А в мастерских Швайнетауна конструировались новые паровозы. Небольшие паровозы, которые катались по увеличивающемуся в размерах участку, перегоняя другие паровозы и вагоны. Ночные поезда, медлительные и тяжелые, которые вагонами забирали грузы от фермеров, выращивающих кресс-салат, и от всех остальных, кому тоже нужно было доставить товар в город к рассвету. Новый скорый Марк II, раскрашенный в свежий зеленый цвет, и с крытой площадкой машиниста. У поездов появлялись свои названия, вроде «Дух Промежа» и «Король Псевдополиса»[54].

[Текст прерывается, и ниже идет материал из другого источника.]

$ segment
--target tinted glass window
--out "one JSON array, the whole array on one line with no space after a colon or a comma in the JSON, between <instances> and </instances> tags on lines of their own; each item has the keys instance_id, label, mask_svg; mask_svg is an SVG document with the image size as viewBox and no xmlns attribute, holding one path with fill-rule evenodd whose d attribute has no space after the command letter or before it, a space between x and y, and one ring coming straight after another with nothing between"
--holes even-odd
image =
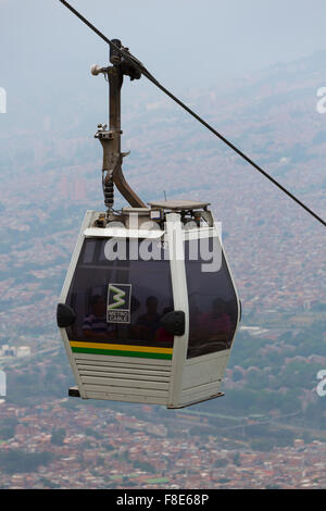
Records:
<instances>
[{"instance_id":1,"label":"tinted glass window","mask_svg":"<svg viewBox=\"0 0 326 511\"><path fill-rule=\"evenodd\" d=\"M230 348L238 303L217 238L185 242L189 299L188 358ZM214 259L209 254L214 253Z\"/></svg>"},{"instance_id":2,"label":"tinted glass window","mask_svg":"<svg viewBox=\"0 0 326 511\"><path fill-rule=\"evenodd\" d=\"M110 261L108 239L84 241L66 300L77 313L70 340L172 347L160 324L173 310L170 261L164 251L161 260L130 261L135 242L127 240L125 260Z\"/></svg>"}]
</instances>

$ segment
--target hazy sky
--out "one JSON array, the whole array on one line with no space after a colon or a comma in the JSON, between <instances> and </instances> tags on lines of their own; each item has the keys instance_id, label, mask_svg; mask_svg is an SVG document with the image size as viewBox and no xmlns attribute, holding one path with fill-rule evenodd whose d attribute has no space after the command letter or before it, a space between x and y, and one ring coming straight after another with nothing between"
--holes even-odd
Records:
<instances>
[{"instance_id":1,"label":"hazy sky","mask_svg":"<svg viewBox=\"0 0 326 511\"><path fill-rule=\"evenodd\" d=\"M326 49L325 0L71 3L177 90ZM0 0L0 86L21 79L28 88L46 74L61 87L106 59L105 45L59 0Z\"/></svg>"}]
</instances>

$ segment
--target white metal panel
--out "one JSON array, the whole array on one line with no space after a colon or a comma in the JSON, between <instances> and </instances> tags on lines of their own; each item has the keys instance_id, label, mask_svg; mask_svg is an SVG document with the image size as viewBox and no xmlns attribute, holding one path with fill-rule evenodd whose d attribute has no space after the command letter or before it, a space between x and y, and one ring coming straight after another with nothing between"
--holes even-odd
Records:
<instances>
[{"instance_id":1,"label":"white metal panel","mask_svg":"<svg viewBox=\"0 0 326 511\"><path fill-rule=\"evenodd\" d=\"M151 396L154 398L155 396L160 398L165 398L165 403L166 403L166 397L167 397L167 391L163 389L151 389L151 388L135 388L135 387L112 387L112 386L105 386L105 385L96 385L96 384L86 384L85 385L85 391L86 395L88 392L104 392L104 394L127 394L129 396ZM88 397L88 396L87 396Z\"/></svg>"},{"instance_id":2,"label":"white metal panel","mask_svg":"<svg viewBox=\"0 0 326 511\"><path fill-rule=\"evenodd\" d=\"M184 256L184 238L180 215L170 213L166 215L166 240L168 244L170 265L174 310L185 312L185 334L174 336L172 375L168 394L168 407L179 404L183 389L183 371L186 360L189 335L188 291Z\"/></svg>"},{"instance_id":3,"label":"white metal panel","mask_svg":"<svg viewBox=\"0 0 326 511\"><path fill-rule=\"evenodd\" d=\"M139 359L137 357L120 357L120 356L110 356L110 354L97 354L97 353L74 353L76 362L83 363L93 363L96 362L99 365L116 365L116 366L128 366L136 369L151 369L155 370L160 367L161 371L171 370L171 360L165 359Z\"/></svg>"},{"instance_id":4,"label":"white metal panel","mask_svg":"<svg viewBox=\"0 0 326 511\"><path fill-rule=\"evenodd\" d=\"M184 371L183 390L221 381L225 371L230 350L198 357L193 363L187 363Z\"/></svg>"},{"instance_id":5,"label":"white metal panel","mask_svg":"<svg viewBox=\"0 0 326 511\"><path fill-rule=\"evenodd\" d=\"M88 399L104 399L110 401L122 401L122 402L140 402L143 404L162 404L166 406L166 397L152 397L152 396L133 396L130 394L110 394L103 391L88 390Z\"/></svg>"}]
</instances>

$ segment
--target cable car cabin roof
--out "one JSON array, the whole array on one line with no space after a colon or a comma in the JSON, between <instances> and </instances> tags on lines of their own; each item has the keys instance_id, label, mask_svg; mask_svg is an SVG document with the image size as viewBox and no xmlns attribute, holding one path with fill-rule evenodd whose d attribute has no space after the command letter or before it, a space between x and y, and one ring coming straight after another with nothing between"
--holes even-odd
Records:
<instances>
[{"instance_id":1,"label":"cable car cabin roof","mask_svg":"<svg viewBox=\"0 0 326 511\"><path fill-rule=\"evenodd\" d=\"M86 238L161 238L164 230L156 229L128 229L124 227L89 227L85 229Z\"/></svg>"},{"instance_id":2,"label":"cable car cabin roof","mask_svg":"<svg viewBox=\"0 0 326 511\"><path fill-rule=\"evenodd\" d=\"M193 200L158 200L149 202L152 208L162 208L171 211L200 210L208 208L210 202L196 202Z\"/></svg>"}]
</instances>

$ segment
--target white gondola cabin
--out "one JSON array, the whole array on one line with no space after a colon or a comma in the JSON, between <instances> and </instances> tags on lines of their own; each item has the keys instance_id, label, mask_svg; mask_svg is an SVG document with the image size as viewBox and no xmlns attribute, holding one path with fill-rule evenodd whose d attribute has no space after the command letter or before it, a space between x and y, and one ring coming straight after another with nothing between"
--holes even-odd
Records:
<instances>
[{"instance_id":1,"label":"white gondola cabin","mask_svg":"<svg viewBox=\"0 0 326 511\"><path fill-rule=\"evenodd\" d=\"M240 303L206 203L86 213L58 306L71 396L181 408L220 387Z\"/></svg>"}]
</instances>

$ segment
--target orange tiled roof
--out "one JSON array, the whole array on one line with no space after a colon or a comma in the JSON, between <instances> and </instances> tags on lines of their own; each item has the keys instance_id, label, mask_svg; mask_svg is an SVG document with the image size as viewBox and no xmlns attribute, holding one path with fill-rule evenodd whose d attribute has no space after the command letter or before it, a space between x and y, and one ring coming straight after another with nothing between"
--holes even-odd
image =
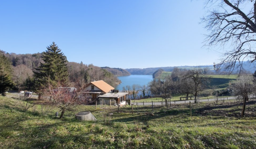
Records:
<instances>
[{"instance_id":1,"label":"orange tiled roof","mask_svg":"<svg viewBox=\"0 0 256 149\"><path fill-rule=\"evenodd\" d=\"M115 89L103 80L91 82L91 83L106 93Z\"/></svg>"}]
</instances>

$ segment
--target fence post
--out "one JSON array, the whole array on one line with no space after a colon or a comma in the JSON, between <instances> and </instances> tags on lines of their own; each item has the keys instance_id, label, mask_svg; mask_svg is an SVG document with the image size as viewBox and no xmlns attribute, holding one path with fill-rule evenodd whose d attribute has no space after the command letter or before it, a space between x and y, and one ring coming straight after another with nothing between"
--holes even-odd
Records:
<instances>
[{"instance_id":1,"label":"fence post","mask_svg":"<svg viewBox=\"0 0 256 149\"><path fill-rule=\"evenodd\" d=\"M244 100L244 105L243 106L243 110L242 110L242 118L244 117L245 115L245 104L246 103L246 97L245 98L245 100Z\"/></svg>"},{"instance_id":2,"label":"fence post","mask_svg":"<svg viewBox=\"0 0 256 149\"><path fill-rule=\"evenodd\" d=\"M189 102L189 105L190 106L190 116L192 116L192 110L191 107L191 101Z\"/></svg>"},{"instance_id":3,"label":"fence post","mask_svg":"<svg viewBox=\"0 0 256 149\"><path fill-rule=\"evenodd\" d=\"M139 114L139 105L137 105L137 114Z\"/></svg>"},{"instance_id":4,"label":"fence post","mask_svg":"<svg viewBox=\"0 0 256 149\"><path fill-rule=\"evenodd\" d=\"M154 107L153 106L153 101L152 101L152 113L153 113L153 112L154 112L154 110L153 110Z\"/></svg>"}]
</instances>

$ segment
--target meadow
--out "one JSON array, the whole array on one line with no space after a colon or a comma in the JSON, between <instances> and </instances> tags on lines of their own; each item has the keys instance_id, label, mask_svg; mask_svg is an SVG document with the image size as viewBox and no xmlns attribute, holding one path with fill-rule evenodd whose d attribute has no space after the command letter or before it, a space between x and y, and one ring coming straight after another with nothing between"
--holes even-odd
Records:
<instances>
[{"instance_id":1,"label":"meadow","mask_svg":"<svg viewBox=\"0 0 256 149\"><path fill-rule=\"evenodd\" d=\"M55 117L44 101L26 112L19 101L0 96L1 149L255 149L256 100L245 117L241 104L228 102L121 107L80 105ZM97 121L81 121L74 114L89 111Z\"/></svg>"}]
</instances>

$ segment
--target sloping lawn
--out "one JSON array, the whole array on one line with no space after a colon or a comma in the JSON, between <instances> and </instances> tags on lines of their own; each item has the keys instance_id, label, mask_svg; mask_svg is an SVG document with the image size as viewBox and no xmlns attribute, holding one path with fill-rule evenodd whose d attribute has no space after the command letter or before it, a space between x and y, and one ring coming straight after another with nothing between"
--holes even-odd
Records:
<instances>
[{"instance_id":1,"label":"sloping lawn","mask_svg":"<svg viewBox=\"0 0 256 149\"><path fill-rule=\"evenodd\" d=\"M235 101L120 108L79 106L64 118L44 102L26 113L17 100L0 97L1 149L255 149L256 101L241 106ZM46 103L45 103L46 104ZM74 118L89 111L96 121Z\"/></svg>"}]
</instances>

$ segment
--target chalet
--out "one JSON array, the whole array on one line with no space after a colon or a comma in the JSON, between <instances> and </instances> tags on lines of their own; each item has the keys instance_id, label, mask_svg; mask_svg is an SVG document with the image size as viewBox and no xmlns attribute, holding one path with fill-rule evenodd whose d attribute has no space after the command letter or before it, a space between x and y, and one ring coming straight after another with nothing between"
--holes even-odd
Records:
<instances>
[{"instance_id":1,"label":"chalet","mask_svg":"<svg viewBox=\"0 0 256 149\"><path fill-rule=\"evenodd\" d=\"M118 90L105 82L99 80L91 82L85 87L84 96L91 101L99 101L109 104L119 104L121 106L126 104L126 95L128 93L119 92Z\"/></svg>"}]
</instances>

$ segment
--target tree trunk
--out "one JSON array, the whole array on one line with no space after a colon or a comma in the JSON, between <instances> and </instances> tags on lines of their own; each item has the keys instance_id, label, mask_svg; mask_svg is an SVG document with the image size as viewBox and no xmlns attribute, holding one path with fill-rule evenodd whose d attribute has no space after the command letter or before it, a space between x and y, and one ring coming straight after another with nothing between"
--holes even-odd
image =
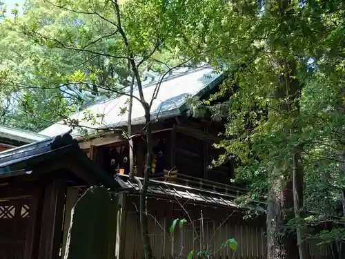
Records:
<instances>
[{"instance_id":1,"label":"tree trunk","mask_svg":"<svg viewBox=\"0 0 345 259\"><path fill-rule=\"evenodd\" d=\"M302 246L302 232L300 225L301 210L303 208L303 168L302 167L302 155L299 148L297 148L293 155L293 208L295 212L295 219L296 220L296 236L297 239L297 247L299 254L299 259L304 259ZM302 178L302 179L301 179Z\"/></svg>"},{"instance_id":2,"label":"tree trunk","mask_svg":"<svg viewBox=\"0 0 345 259\"><path fill-rule=\"evenodd\" d=\"M284 176L273 182L267 207L267 258L298 258L296 240L284 231L293 207L293 183Z\"/></svg>"},{"instance_id":3,"label":"tree trunk","mask_svg":"<svg viewBox=\"0 0 345 259\"><path fill-rule=\"evenodd\" d=\"M145 108L145 118L146 126L146 168L144 170L144 184L140 193L140 224L141 226L141 240L144 246L144 256L145 259L152 259L152 249L148 236L148 222L147 214L146 195L148 189L149 173L152 168L152 132L151 132L151 115L148 105Z\"/></svg>"},{"instance_id":4,"label":"tree trunk","mask_svg":"<svg viewBox=\"0 0 345 259\"><path fill-rule=\"evenodd\" d=\"M291 16L289 7L290 0L278 1L276 10L277 18L284 23ZM284 33L283 31L282 33ZM273 51L275 47L273 46ZM298 121L295 118L299 115L299 99L302 84L296 79L297 61L289 55L290 47L282 46L286 53L277 63L284 70L284 75L279 76L279 84L275 97L278 101L288 99L289 103L282 103L277 110L287 115L292 124L286 134L298 134L302 132ZM297 100L297 102L296 102ZM296 108L297 107L297 108ZM268 190L268 204L267 211L268 231L268 259L304 259L302 247L302 230L296 225L296 235L292 229L286 229L286 224L290 220L300 218L303 197L303 167L302 165L300 146L297 146L291 154L287 154L286 161L277 165L278 173L270 175L270 186ZM292 160L291 160L292 158ZM292 162L292 163L291 163ZM283 164L285 164L284 165ZM294 217L295 214L295 217ZM297 246L296 244L298 244Z\"/></svg>"},{"instance_id":5,"label":"tree trunk","mask_svg":"<svg viewBox=\"0 0 345 259\"><path fill-rule=\"evenodd\" d=\"M130 97L129 97L129 104L128 104L128 119L127 124L127 135L128 137L128 145L129 145L129 162L130 162L130 171L129 171L129 179L132 180L134 178L134 160L133 160L133 140L132 140L132 107L133 106L133 85L134 85L134 73L132 74L132 80L130 85Z\"/></svg>"}]
</instances>

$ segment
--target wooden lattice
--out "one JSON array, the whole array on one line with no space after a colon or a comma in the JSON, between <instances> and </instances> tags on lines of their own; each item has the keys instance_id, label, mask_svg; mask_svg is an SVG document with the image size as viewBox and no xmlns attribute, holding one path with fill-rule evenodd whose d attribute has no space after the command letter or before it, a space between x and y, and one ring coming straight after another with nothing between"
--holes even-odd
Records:
<instances>
[{"instance_id":1,"label":"wooden lattice","mask_svg":"<svg viewBox=\"0 0 345 259\"><path fill-rule=\"evenodd\" d=\"M21 218L28 218L30 215L30 205L23 204L21 206Z\"/></svg>"},{"instance_id":2,"label":"wooden lattice","mask_svg":"<svg viewBox=\"0 0 345 259\"><path fill-rule=\"evenodd\" d=\"M12 218L14 217L14 205L0 206L0 218Z\"/></svg>"}]
</instances>

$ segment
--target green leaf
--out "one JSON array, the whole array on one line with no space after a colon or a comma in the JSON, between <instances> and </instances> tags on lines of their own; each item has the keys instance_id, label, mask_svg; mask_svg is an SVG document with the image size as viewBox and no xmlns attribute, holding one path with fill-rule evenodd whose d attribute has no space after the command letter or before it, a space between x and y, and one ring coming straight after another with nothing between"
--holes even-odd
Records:
<instances>
[{"instance_id":1,"label":"green leaf","mask_svg":"<svg viewBox=\"0 0 345 259\"><path fill-rule=\"evenodd\" d=\"M179 220L179 228L181 229L182 227L184 227L184 224L186 223L186 222L187 222L187 220L186 220L186 219L184 219L184 218L180 220Z\"/></svg>"},{"instance_id":2,"label":"green leaf","mask_svg":"<svg viewBox=\"0 0 345 259\"><path fill-rule=\"evenodd\" d=\"M175 231L175 229L176 227L176 224L177 223L177 221L179 220L178 218L174 220L174 221L172 221L172 224L171 224L170 226L170 235L171 235L171 237L173 237L174 236L174 231Z\"/></svg>"},{"instance_id":3,"label":"green leaf","mask_svg":"<svg viewBox=\"0 0 345 259\"><path fill-rule=\"evenodd\" d=\"M193 257L193 254L194 254L194 250L190 251L190 252L189 252L188 253L188 256L187 256L187 259L192 259Z\"/></svg>"},{"instance_id":4,"label":"green leaf","mask_svg":"<svg viewBox=\"0 0 345 259\"><path fill-rule=\"evenodd\" d=\"M229 248L233 251L237 251L237 241L234 238L230 238L226 240L226 242L229 245Z\"/></svg>"}]
</instances>

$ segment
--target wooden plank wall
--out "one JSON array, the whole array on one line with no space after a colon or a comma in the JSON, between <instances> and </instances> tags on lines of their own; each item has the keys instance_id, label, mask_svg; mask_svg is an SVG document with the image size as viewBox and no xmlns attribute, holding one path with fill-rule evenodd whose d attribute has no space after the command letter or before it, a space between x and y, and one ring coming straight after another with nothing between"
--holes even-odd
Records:
<instances>
[{"instance_id":1,"label":"wooden plank wall","mask_svg":"<svg viewBox=\"0 0 345 259\"><path fill-rule=\"evenodd\" d=\"M137 197L128 197L126 242L120 258L143 258ZM229 209L219 209L149 198L149 231L155 258L186 258L192 250L208 250L213 258L264 258L266 236L264 219L244 220L243 214ZM202 218L204 220L201 220ZM187 214L188 213L188 214ZM176 218L185 218L188 223L176 227L173 240L169 229ZM193 222L193 225L190 222ZM238 251L222 246L227 239L238 242ZM197 258L197 257L194 257Z\"/></svg>"}]
</instances>

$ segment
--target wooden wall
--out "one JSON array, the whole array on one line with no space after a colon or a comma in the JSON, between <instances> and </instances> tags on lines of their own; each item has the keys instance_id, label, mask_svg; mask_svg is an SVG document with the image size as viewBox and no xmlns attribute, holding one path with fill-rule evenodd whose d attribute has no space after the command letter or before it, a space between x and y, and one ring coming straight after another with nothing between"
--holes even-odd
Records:
<instances>
[{"instance_id":1,"label":"wooden wall","mask_svg":"<svg viewBox=\"0 0 345 259\"><path fill-rule=\"evenodd\" d=\"M124 242L119 248L119 258L141 259L144 253L138 211L139 198L127 196L126 206L121 236L121 240ZM155 259L179 258L181 249L184 258L192 250L203 249L210 251L210 258L266 258L266 217L245 220L241 212L230 209L191 204L184 204L184 207L190 218L179 203L148 198L149 231ZM201 227L201 211L204 227ZM176 218L185 218L188 223L182 230L177 224L172 242L169 229ZM222 244L229 238L235 238L238 242L238 250L235 255L228 247L222 247ZM325 245L318 246L317 243L315 241L305 244L305 249L308 251L307 259L332 258L329 249ZM195 256L193 258L198 257Z\"/></svg>"},{"instance_id":2,"label":"wooden wall","mask_svg":"<svg viewBox=\"0 0 345 259\"><path fill-rule=\"evenodd\" d=\"M125 242L120 249L120 258L143 258L138 201L136 196L127 197ZM184 207L188 216L178 203L155 198L149 198L148 206L155 258L178 257L181 251L186 258L192 250L204 249L210 251L210 258L265 258L264 219L244 220L243 214L230 209L185 204ZM201 211L203 220L201 220ZM177 225L172 242L169 229L176 218L185 218L188 223L181 230ZM235 238L238 242L238 251L234 257L233 251L228 247L222 247L229 238Z\"/></svg>"}]
</instances>

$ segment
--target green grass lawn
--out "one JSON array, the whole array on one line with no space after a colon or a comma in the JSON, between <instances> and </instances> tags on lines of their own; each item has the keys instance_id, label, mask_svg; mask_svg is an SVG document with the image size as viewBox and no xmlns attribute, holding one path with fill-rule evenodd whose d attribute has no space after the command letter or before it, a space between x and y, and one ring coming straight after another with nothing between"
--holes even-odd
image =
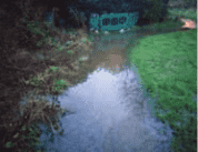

Крики пара перестали нарушать покой населения – они просто слились с другими звуками Анк-Морпорка, как взрывы в Гильдии Алхимиков. А один старик заметил своей старухе: «По свистку семичасового щеботанского можно сверять часы». Казалось, считаные недели прошли с того момента, когда Железная Ласточка впервые, сопя, прокатилась вокруг участка Гарри Короля, но всего за один год железнодорожная сетка расползлась по Равнинам Сто, связывая мелкие города и села по всем направлениям.
А близ этих городов и сел начинали появляться свежесколоченные домики для новых железнодорожников. Дома с ванными комнатами! С горячей проточной водой! Удобства, естественно, по-прежнему были во дворе, но канализационная система была хорошо отлажена[55]. Надо было отдать Гарри должное: если уж он за что-то брался, дело было сделано на совесть, и вдвое лучше, если вмешивалась Юффи[56].
Словно тут раньше было пустое место, которое только того и дожидалось, чтобы его заполнили. Это было время паровых двигателей, и паровой двигатель явился, как капля дождя, упавшая точно в свою лужу, а Мокриц, и Дик, и Гарри, и Витинари, и все остальные были просто брызгами непогоды.
Однажды на анк-морпоркском вокзале, когда Мокриц в очередной раз отправлялся в Сто Лат, в его купе вошла дама, представилась госпожой Джорджиной Брэдшоу и уселась, вцепившись обеими руками в свой дорогой саквояж. Когда Мокриц привстал, чтобы уступить ей место по ходу движения поезда, как того, несомненно, требовал этикет, она сказала:
– Нет-нет, благодарю, любезный, не стоит беспокоиться из-за меня. Сразу видно, что ты джентльмен.